There are law enforcement executives who will say, “I’m not wasting resources like that.”

I had law enforcement bosses that didn’t want the cops backing other cops up, because they didn’t want them to leave their sector. It’s ridiculous.

Q: Didn’t want to … Say that again?

They didn’t want them to leave their sector, their assigned area of responsibility. “No, no. You have to stay in your sector.” I was, like, we work a single vehicle patrol — but I still have partners. Those are the people who work in my squad. What do you mean I can’t go and back him up? He’s yelling for help into the radio and calling for assistance into the radio! “No, no, no — he’ll handle it.”

Now, what are you forcing the guy to do? You’re forcing him to go physical with somebody.

Because rule No. 1 for myself and every cop who ever worked for me: You go home at the end of the shift in the same condition you came in.

Society can put a lot of restrictions on the police. You can’t put a restriction on there that you’re going to home dead or injured.

Q: Is there enough training in de-escalation? Because that seems to be one of the words that comes up a lot when people talk about the need for reform?
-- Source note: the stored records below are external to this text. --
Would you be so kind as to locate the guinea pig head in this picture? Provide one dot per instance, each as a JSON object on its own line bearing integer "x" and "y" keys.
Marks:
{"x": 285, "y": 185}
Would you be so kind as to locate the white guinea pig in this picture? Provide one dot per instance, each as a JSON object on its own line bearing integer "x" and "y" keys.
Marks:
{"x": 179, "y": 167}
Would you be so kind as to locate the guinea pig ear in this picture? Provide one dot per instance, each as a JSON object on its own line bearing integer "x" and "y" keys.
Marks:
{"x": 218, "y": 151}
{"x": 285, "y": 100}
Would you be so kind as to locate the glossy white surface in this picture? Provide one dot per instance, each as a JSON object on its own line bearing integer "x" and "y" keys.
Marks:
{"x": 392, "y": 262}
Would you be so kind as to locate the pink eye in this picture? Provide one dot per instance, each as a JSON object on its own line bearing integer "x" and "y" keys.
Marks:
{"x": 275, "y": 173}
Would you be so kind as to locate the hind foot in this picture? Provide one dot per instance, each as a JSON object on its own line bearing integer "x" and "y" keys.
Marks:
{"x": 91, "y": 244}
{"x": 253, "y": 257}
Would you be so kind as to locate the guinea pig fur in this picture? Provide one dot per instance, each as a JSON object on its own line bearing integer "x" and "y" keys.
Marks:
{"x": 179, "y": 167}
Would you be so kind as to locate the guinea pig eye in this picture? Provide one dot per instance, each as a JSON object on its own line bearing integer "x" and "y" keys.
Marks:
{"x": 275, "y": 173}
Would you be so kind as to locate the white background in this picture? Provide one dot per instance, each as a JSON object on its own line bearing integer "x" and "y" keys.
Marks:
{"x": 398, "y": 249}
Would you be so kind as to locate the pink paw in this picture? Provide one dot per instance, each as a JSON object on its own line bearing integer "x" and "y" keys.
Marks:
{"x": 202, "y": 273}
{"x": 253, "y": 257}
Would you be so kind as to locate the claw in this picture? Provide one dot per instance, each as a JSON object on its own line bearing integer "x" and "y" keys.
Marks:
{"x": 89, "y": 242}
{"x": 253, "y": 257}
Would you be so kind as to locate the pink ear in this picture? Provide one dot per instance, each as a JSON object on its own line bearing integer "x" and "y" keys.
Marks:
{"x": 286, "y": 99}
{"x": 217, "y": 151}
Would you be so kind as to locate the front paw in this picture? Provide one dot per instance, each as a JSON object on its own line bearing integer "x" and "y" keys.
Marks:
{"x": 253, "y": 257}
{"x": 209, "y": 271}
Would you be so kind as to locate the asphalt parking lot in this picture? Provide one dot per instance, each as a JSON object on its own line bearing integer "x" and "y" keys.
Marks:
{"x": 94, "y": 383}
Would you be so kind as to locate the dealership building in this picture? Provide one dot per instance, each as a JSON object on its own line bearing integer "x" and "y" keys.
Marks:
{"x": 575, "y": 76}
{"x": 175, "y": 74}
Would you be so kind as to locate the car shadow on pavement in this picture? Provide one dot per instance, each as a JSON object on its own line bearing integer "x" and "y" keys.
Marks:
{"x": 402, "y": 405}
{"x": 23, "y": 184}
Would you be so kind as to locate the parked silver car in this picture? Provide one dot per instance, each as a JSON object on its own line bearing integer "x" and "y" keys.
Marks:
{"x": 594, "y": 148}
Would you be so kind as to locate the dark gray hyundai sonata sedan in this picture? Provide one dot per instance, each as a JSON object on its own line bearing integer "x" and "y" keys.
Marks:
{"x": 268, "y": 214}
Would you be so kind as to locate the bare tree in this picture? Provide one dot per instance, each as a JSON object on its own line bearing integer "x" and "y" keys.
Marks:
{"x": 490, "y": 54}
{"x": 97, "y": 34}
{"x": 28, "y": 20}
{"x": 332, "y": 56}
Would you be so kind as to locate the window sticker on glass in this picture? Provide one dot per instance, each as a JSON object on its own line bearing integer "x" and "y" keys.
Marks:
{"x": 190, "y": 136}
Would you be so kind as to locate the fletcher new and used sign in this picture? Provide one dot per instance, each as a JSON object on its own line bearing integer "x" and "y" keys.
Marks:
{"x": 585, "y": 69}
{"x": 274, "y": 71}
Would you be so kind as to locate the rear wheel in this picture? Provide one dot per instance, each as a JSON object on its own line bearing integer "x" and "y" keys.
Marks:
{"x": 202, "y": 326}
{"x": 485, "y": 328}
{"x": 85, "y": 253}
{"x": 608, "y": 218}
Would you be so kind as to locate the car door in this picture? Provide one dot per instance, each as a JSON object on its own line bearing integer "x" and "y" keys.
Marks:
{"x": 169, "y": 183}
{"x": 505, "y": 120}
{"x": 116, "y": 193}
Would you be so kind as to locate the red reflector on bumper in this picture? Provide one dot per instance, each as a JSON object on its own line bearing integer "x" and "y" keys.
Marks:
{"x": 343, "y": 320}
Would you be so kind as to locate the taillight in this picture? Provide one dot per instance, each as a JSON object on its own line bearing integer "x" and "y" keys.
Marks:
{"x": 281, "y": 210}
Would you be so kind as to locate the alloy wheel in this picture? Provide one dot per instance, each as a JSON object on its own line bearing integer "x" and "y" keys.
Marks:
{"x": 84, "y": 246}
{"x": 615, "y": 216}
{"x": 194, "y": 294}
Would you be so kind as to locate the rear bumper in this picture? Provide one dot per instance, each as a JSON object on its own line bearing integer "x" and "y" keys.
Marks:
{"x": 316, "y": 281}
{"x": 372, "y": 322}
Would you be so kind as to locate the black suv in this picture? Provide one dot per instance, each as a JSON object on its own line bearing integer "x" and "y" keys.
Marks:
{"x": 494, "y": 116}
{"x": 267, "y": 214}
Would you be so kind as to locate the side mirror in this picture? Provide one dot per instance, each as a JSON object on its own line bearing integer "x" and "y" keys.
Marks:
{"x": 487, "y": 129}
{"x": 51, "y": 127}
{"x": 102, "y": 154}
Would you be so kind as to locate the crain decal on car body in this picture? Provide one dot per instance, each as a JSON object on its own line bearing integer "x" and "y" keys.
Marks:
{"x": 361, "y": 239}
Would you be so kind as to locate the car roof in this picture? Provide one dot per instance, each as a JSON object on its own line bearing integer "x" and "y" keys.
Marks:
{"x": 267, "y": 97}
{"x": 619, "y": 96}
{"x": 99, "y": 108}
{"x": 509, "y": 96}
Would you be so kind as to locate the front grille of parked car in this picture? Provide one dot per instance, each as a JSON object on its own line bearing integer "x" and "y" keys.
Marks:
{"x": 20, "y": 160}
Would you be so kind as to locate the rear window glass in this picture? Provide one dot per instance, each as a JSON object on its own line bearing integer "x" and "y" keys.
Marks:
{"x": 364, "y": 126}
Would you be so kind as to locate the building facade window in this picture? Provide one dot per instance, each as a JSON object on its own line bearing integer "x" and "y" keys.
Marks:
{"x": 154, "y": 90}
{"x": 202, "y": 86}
I will tell you it is not enough. It might be eight hours once. It might be four hours annually. It’s not enough.

Q: How does it compare to the amount of other kinds of training?

It’s a fraction. But even the training in firearms is a fraction. … It costs money, and I understand that. But here are we are. Where are you going to invest the money? Do you need a $300,000 armored vehicle?

Yes, I understand that shootings can happen anywhere. I was a great proponent of having some tactical capabilities, even in small agencies. We were never going to have a full-time SWAT team — nor do we need it — but you have to have the training to address that if it comes up to protect yourself and the public. We were trying to do a regional-wide critical incident team from different agencies — but everybody is so territorial.

There’s not enough training with the responsibility level that you’re carrying, by carrying that firearm, being able to arrest people. They’re going to throw around catch phrases. It’s all lip service: community policing, problem-oriented policing, less lethal, and de-escalation. They’re going to spend four hours on it.

Somewhere in this country a year from now, there’s going to be cities burning — because there’s going to be another video.